Os recentes e consecutivos aumentos de preços do álcool e da gasolina estão tirando o sono e mudando os planos de muitos taxistas de Bauru. Profissionais consultados pela reportagem reclamam que o valor da bandeirada cobrada dos clientes, R$ 4,00, é o mesmo há cinco anos e que na última década o número de passageiros vem diminuindo. No dia 1 de janeiro deste ano, o litro do álcool em Bauru custava R$ 1,59, ou 25% menos que os atuais R$ 1,99. No mesmo período, a gasolina passou de R$ 2,49 para R$ 2,65 (alta de 6,4%) - preço já praticado por vários postos desde o final da semana passada.
Os reajustes dos combustíveis aumentam ainda mais as despesas de quem trabalha neste ramo. Contudo, na opinião dos taxistas consultados e do próprio Sindicato dos Motoristas Autônomos, aumentar o preço da bandeirada não vai ajudar.
“Se a gente aumentar (o preço) só vai piorar, porque vai afastar ainda mais os clientes. A nossa categoria está numa situação muito difícil, ninguém sabe mais o que fazer”, lamenta Paulo (que pediu para não ter o sobrenome divulgado por ter outro emprego), que trabalha em um ponto de táxi no Centro da cidade.
Segundo avaliação dele e dos colegas, desde 1993 o número de passageiros vem caindo cerca de 3% ao ano. “A gente atribui isso à queda do poder aquisitivo da população em geral. Mas as pessoas não percebem que, em muitos casos, é mais vantajoso andar de táxi do que de ônibus. Se você for fazer uma corrida com mais duas pessoas, por exemplo, sai mais barato dividir o preço do táxi (entre os três passageiros) do que pegar ônibus. Sem falar no conforto e na rapidez”, complementa Paulo.

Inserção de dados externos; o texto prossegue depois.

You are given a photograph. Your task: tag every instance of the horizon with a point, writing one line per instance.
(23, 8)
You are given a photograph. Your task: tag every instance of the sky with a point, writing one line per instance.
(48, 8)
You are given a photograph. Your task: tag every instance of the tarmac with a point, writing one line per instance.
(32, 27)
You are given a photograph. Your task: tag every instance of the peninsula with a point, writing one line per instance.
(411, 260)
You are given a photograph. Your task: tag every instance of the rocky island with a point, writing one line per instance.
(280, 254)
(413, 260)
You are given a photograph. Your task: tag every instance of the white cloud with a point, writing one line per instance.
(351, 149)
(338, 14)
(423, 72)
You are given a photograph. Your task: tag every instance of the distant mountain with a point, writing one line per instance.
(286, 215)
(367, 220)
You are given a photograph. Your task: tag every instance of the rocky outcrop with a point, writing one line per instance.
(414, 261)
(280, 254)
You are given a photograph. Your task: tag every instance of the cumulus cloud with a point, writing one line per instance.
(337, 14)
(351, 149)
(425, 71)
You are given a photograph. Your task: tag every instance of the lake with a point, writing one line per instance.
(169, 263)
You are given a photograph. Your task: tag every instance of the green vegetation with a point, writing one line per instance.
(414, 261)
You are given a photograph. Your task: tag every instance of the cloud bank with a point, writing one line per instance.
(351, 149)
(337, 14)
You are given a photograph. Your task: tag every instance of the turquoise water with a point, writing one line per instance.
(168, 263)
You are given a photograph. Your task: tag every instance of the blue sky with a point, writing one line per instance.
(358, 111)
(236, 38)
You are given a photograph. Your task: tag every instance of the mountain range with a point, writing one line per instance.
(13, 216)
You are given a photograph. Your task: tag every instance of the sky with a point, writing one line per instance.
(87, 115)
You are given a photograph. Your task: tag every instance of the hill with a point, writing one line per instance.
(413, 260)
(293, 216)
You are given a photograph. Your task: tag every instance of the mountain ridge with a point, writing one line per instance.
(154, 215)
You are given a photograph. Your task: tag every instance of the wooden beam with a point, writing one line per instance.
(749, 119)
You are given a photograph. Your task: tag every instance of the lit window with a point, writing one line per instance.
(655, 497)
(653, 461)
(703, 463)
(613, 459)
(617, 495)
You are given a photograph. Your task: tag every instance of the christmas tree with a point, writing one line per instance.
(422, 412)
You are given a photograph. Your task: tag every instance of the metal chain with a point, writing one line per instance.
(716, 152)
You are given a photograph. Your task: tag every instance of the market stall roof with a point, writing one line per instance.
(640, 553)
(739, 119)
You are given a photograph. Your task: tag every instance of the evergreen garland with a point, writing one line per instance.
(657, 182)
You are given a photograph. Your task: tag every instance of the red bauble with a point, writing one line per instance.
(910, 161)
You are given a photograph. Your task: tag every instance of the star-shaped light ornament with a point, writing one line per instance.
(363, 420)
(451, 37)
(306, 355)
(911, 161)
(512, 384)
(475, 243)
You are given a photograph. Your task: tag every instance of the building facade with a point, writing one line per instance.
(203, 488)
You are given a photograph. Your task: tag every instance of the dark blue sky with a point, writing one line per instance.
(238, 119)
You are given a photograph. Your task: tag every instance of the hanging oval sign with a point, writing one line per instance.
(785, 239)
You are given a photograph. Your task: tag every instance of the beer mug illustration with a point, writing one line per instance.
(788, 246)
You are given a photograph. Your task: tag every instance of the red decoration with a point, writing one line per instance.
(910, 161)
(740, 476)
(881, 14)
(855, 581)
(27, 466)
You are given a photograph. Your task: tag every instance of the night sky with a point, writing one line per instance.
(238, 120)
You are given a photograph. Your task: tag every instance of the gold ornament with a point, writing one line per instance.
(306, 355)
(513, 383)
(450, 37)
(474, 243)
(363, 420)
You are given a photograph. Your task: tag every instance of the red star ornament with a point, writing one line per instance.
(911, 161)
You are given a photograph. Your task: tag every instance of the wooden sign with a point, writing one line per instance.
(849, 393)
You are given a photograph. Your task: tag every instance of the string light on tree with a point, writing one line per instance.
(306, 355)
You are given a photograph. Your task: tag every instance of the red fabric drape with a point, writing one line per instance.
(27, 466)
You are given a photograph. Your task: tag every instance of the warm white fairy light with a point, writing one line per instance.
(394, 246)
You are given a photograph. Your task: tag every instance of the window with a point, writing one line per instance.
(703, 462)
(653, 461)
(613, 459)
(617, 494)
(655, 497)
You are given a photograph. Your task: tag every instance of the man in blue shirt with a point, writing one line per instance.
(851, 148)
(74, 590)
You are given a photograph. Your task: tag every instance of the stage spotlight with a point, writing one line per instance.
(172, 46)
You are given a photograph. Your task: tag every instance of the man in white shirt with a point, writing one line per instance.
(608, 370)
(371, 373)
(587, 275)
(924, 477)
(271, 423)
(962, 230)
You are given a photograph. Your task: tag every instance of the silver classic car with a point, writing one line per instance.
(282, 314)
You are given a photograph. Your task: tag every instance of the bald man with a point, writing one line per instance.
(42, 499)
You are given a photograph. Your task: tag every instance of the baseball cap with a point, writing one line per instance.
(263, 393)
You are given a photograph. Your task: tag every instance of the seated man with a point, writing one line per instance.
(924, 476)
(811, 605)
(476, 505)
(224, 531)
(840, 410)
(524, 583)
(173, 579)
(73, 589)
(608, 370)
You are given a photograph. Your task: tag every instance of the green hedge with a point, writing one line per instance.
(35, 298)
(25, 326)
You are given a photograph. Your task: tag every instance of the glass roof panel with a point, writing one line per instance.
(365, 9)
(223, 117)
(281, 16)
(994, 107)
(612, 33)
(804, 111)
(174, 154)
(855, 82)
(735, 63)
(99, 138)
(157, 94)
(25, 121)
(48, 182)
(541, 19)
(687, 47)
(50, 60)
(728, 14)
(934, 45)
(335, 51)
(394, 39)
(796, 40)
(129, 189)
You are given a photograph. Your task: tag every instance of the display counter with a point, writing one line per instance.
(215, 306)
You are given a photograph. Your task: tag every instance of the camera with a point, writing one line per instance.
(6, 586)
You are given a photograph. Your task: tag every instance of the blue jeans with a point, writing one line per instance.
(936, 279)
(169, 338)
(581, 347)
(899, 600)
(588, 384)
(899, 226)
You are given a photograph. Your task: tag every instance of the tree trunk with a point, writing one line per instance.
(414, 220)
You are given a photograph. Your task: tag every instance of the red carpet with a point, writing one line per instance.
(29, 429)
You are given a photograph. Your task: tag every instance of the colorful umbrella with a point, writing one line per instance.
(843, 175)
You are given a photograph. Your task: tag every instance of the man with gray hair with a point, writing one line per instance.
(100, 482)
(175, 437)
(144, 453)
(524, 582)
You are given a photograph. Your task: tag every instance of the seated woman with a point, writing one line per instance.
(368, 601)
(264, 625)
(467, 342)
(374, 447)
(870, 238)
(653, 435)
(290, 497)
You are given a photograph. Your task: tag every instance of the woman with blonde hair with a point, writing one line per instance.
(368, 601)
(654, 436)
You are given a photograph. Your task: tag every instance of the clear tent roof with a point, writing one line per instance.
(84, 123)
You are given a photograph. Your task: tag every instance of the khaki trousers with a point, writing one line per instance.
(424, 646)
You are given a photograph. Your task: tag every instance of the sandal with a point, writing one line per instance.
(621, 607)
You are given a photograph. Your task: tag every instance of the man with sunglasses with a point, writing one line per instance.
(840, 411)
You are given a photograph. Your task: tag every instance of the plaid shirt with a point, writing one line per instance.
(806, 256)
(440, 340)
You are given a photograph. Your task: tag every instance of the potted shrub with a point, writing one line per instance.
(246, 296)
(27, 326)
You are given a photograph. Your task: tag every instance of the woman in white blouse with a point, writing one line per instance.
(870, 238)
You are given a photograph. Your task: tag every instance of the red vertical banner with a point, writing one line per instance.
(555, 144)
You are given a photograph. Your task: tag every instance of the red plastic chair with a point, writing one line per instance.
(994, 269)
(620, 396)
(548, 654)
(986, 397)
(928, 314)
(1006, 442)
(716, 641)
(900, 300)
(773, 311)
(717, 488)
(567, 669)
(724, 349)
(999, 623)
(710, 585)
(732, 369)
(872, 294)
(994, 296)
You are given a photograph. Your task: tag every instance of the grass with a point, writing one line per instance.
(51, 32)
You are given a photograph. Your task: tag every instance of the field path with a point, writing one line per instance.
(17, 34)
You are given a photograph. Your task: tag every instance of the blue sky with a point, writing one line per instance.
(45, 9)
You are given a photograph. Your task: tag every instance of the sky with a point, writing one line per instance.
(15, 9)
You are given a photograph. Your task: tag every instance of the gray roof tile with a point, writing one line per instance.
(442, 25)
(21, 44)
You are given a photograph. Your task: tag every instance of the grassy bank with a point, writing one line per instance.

No ponto de táxi do Terminal Rodoviário, as reclamações são as mesmas. O taxista Marcílio João, 56 anos, diz que as pessoas que dirigem o seu próprio carro - como ele - conseguem ganhar até R$ 1.500,00 por mês. Quem trabalha para o dono do veículo ganha, em média, R$ 600,00 mensais.
“O problema é que, com todos esses aumentos de preços dos combustíveis, a gente gasta de R$ 400,00 a R$ 450,00 por mês para abastecer. Nos últimos dez anos, a minha renda caiu cerca de 50%. Subir a bandeirada não vai adiantar. Talvez aliviasse um pouco se aumentasse o preço da fração (cobrada a cada 156 metros percorridos), que hoje é de R$ 0,20. Mas qualquer mudança precisa ser muito bem estudada”, diz João.
Bandeirada
O presidente do sindicato da categoria, Genildo Parra, afirma estar desanimado com a atual situação. Ele também é contra o aumento da bandeirada e diz estar cansado de tentar implantar, sem sucesso, alternativas para aumentar a renda dos trabalhadores.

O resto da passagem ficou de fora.